Michel Bachelet es un bello producto del marketing electoral. Hace años conocí al asesor que dirigió su primera campaña a la presidencia de Chile. Un tipo brillante, inteligente, sin escrúpulos. La Blachelet «cae bien a las clases medias», repiten los medios tradicionales sin darse cuenta de que en el lugar común están dando mucha más información de la que piensan. Las clases medias son el tejido miedoso de una nación. Protegen con uñas y dientes sus pobres patrimonios para no descender en el ascensor social y tienen sueños húmedos imaginándose en la cúspide social gracias al «sudor de su trabajo». Esa clase, insisto, no quiere sobresaltos ni «aventuras» políticas. Bachelet es un buen pasaporte en esa dirección.

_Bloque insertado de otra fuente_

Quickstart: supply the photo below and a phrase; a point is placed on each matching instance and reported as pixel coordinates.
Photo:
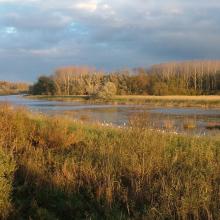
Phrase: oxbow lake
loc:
(184, 120)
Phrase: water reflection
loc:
(187, 120)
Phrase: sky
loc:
(37, 36)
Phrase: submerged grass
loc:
(67, 170)
(170, 101)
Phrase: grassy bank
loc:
(179, 101)
(60, 169)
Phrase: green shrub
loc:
(7, 168)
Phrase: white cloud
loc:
(88, 6)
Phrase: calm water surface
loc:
(160, 118)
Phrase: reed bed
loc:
(66, 170)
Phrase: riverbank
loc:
(61, 168)
(169, 101)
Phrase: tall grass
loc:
(67, 170)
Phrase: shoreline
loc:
(158, 101)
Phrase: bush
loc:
(107, 91)
(7, 169)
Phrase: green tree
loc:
(107, 91)
(44, 86)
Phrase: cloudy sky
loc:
(36, 36)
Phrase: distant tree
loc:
(160, 88)
(107, 91)
(44, 86)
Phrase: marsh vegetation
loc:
(55, 168)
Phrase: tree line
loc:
(8, 88)
(174, 78)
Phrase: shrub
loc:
(107, 91)
(7, 169)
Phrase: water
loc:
(178, 119)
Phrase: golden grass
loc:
(67, 170)
(177, 97)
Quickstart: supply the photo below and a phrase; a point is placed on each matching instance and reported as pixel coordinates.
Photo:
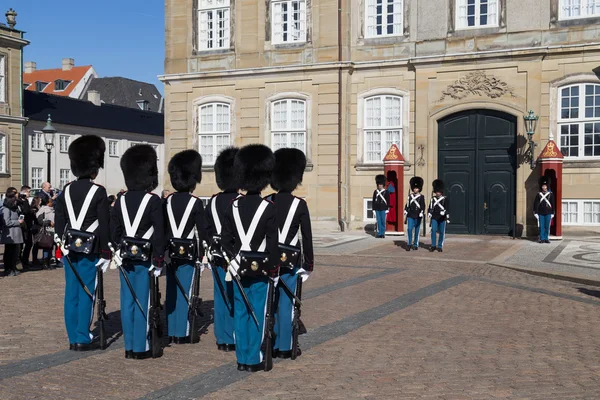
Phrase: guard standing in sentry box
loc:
(439, 215)
(380, 204)
(250, 235)
(414, 210)
(296, 262)
(543, 209)
(138, 230)
(82, 233)
(185, 234)
(215, 213)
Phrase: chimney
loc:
(68, 64)
(94, 97)
(30, 66)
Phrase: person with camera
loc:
(13, 221)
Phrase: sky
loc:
(119, 38)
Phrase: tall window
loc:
(213, 24)
(64, 177)
(64, 143)
(113, 148)
(214, 130)
(383, 126)
(36, 177)
(3, 157)
(289, 21)
(384, 17)
(36, 141)
(2, 79)
(288, 126)
(476, 13)
(570, 9)
(579, 120)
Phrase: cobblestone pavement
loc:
(382, 323)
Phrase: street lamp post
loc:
(49, 132)
(530, 125)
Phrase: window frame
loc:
(580, 121)
(213, 133)
(383, 35)
(457, 22)
(580, 212)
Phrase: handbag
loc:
(134, 249)
(254, 263)
(79, 241)
(43, 239)
(182, 249)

No será presidenta con el voto de las mayorías, que éstas, las mayorías, han decidido no votar. Un 60% del electorado se quedó en casa y así votó en contra de un sistema que tras la dictadura no les ha traído ni la prosperidad ni la participación soñada.

 

Entre las dos opciones que se votaban ayer para la presidencia, sin duda Bachelet es la más decente. Pero es triste conformarse con elegir al menos malo entre lo ya podrido. En eso se está convirtiendo la democracia en casi todos los países de hegemonía occidental: votar lo menos malo para sobrevivir cuatro o cinco años más.

 

En Chile han hecho prácticas de lucidez. Si Saramago levantara la cabeza estaría riéndose de la mayoría absoluta lúcida que ha desestimado al régimen político por incapaz, genuflexo y patético.